She and I are talking in the same group therapy room at C.O.R.E. where Stephanie and I met. Gimblin has a long, blond braid, pulled back perfectly smooth from her temples, like an athlete’s. She plays with the end of it sometimes, when she talks about uncomfortable topics.
She ended up losing the baby. Her boyfriend at the time had become abusive. One night, he demanded the car key and her tip money. When she resisted, he beat her, and she miscarried. It took a lot of therapy for her to learn not to feel guilty about that, to understand that it wasn’t her fault just because she wouldn’t give up the key.
One thing that sticks in her mind is the doctor emphasizing how important it was that she not quit heroin cold turkey.
“He was telling my boyfriend at the time: ‘You need to make sure that she has something every morning and every night,'” she says. “Damned if you do, damned if you don’t.”
Getting Past ‘Abstinence Only’
What about the regions where treatment centers exist, but don’t offer MAT? To learn more about these, in November and December, a fellow reporter and I called all the facilities in California that had indicated that they don’t offer MAT on a voluntary survey they sent to the federal government’s Substance Abuse and Mental Health Services Administration. I talked to whoever picked up the phone at the number listed with SAMHSA. Typically, I spent just a few minutes with each facility, asking if they offer MAT and, if not, why.
Staff at 97 facilities confirmed that they treat people for opioid addictions, but don’t offer MAT on-site.
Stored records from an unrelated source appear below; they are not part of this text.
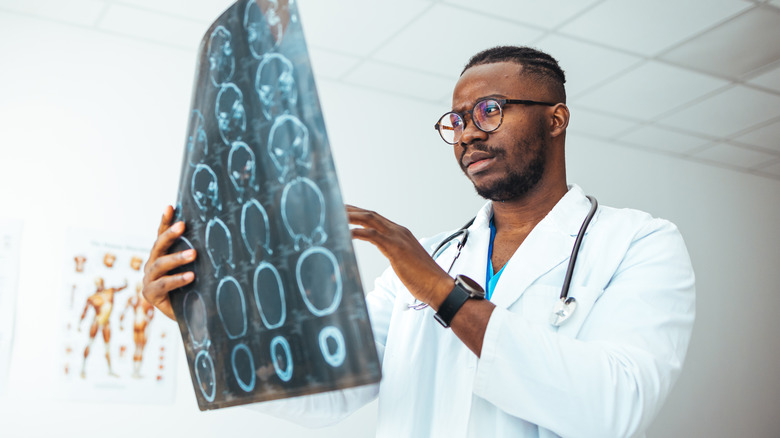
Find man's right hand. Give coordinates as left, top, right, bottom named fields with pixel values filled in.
left=143, top=205, right=197, bottom=320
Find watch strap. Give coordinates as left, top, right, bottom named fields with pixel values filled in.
left=433, top=283, right=471, bottom=328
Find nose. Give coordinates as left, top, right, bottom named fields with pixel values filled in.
left=458, top=118, right=488, bottom=147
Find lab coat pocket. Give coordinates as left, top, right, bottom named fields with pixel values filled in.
left=521, top=285, right=603, bottom=338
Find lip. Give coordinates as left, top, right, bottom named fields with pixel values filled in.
left=461, top=151, right=493, bottom=168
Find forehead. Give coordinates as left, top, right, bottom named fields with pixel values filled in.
left=452, top=62, right=534, bottom=110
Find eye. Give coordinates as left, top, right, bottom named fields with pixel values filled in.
left=479, top=99, right=501, bottom=117
left=450, top=113, right=463, bottom=128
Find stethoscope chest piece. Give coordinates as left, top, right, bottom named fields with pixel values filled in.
left=550, top=297, right=577, bottom=327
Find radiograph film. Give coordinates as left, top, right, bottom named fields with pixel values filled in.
left=171, top=0, right=380, bottom=410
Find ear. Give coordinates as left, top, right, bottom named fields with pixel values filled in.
left=550, top=103, right=569, bottom=137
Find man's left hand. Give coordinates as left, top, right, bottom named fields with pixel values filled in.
left=347, top=205, right=455, bottom=310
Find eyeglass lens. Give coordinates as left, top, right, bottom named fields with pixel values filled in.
left=438, top=99, right=502, bottom=144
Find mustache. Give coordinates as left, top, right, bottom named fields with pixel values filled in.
left=458, top=141, right=506, bottom=167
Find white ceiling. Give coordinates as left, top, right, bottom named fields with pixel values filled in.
left=0, top=0, right=780, bottom=180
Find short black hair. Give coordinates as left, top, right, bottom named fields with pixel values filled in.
left=460, top=46, right=566, bottom=103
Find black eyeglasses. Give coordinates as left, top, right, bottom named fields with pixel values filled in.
left=434, top=98, right=557, bottom=144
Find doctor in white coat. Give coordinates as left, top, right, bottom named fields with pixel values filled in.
left=144, top=47, right=694, bottom=438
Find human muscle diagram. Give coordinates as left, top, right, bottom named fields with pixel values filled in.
left=57, top=229, right=176, bottom=403
left=171, top=0, right=380, bottom=410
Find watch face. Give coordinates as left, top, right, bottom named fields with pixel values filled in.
left=455, top=275, right=485, bottom=298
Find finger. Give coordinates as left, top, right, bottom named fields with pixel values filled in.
left=147, top=221, right=185, bottom=263
left=144, top=249, right=197, bottom=284
left=157, top=205, right=173, bottom=236
left=142, top=272, right=195, bottom=320
left=347, top=209, right=395, bottom=229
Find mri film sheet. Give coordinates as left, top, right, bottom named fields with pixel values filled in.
left=171, top=0, right=380, bottom=410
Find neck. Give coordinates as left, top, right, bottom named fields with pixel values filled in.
left=493, top=181, right=569, bottom=235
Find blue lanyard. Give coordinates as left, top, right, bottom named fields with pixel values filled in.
left=485, top=218, right=507, bottom=300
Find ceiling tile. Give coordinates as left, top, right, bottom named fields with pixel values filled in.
left=662, top=6, right=780, bottom=78
left=111, top=0, right=235, bottom=25
left=0, top=0, right=106, bottom=26
left=344, top=61, right=455, bottom=102
left=374, top=4, right=542, bottom=78
left=660, top=85, right=780, bottom=137
left=758, top=161, right=780, bottom=177
left=691, top=143, right=777, bottom=169
left=560, top=0, right=753, bottom=55
left=618, top=126, right=710, bottom=154
left=99, top=5, right=208, bottom=48
left=567, top=105, right=636, bottom=138
left=577, top=61, right=728, bottom=120
left=309, top=46, right=360, bottom=79
left=300, top=0, right=431, bottom=56
left=535, top=35, right=642, bottom=97
left=734, top=121, right=780, bottom=152
left=748, top=64, right=780, bottom=92
left=444, top=0, right=599, bottom=29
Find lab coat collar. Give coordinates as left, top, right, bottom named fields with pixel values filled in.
left=458, top=185, right=597, bottom=307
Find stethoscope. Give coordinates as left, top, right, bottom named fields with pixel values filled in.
left=407, top=196, right=599, bottom=327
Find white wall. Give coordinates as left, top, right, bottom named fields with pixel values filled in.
left=0, top=7, right=780, bottom=437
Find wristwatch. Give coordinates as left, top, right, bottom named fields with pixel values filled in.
left=433, top=275, right=485, bottom=328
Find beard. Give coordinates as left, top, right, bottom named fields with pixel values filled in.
left=461, top=126, right=549, bottom=202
Of those, 30 said they were philosophically opposed to MAT. Very few told me that they had trouble with resources.
“Why don’t you offer MAT on-site? Is there a shortage of doctors there who are licensed to prescribe it?” I asked the Lucerne Community Clinic in the northern county of Lake. Lake has California’s fourth-highest rate of deadly overdoses, and more than one in five residents lives in poverty. I was trying to sound sympathetic.
“Actually, it’s just the opposite,” the woman on the other end of the line replied. There were plenty of doctors around who were able to prescribe buprenorphine, she said. Since the clinic is not licensed to dispense medications, Lucerne referred clients out as needed.
In America’s most populous state, having a few shy of 100 opioid-treatment facilities that don’t offer MAT might not sound so bad. But the problem could be much more widespread.
Many treatment centers don’t send their stats to SAMHSA. For example, California’s Department of Health Care Services lists 1,889 licensed residential facilities and certified alcohol and drug programs. SAMHSA, meanwhile, only has information on 1,183 “substance abuse” facilities for the entire state.
California has among the highest proportion of facilities that say they treat opioid addiction without MAT, according to the SAMHSA data I analyzed. About 15 percent of SAMHSA-listed, opioid addiction-treating California facilities say they don’t offer MAT. The national average is 12 percent, and, in nine states, that number is less than 5 percent.
In addition, while we don’t have a SAMHSA checkbox asking whether these centers offer MAT, we do have some other, suggestive information about the hundreds of California addiction treatment facilities that aren’t listed in SAMHSA. The state Department of Health Care Services records whether facilities in California are licensed to provide “incidental medical services.” Facilities that aren’t licensed for incidental medical services can’t prescribe or dispense MAT medications, although if a resident comes to them with take-home doses, the facility can store those in a locked safe.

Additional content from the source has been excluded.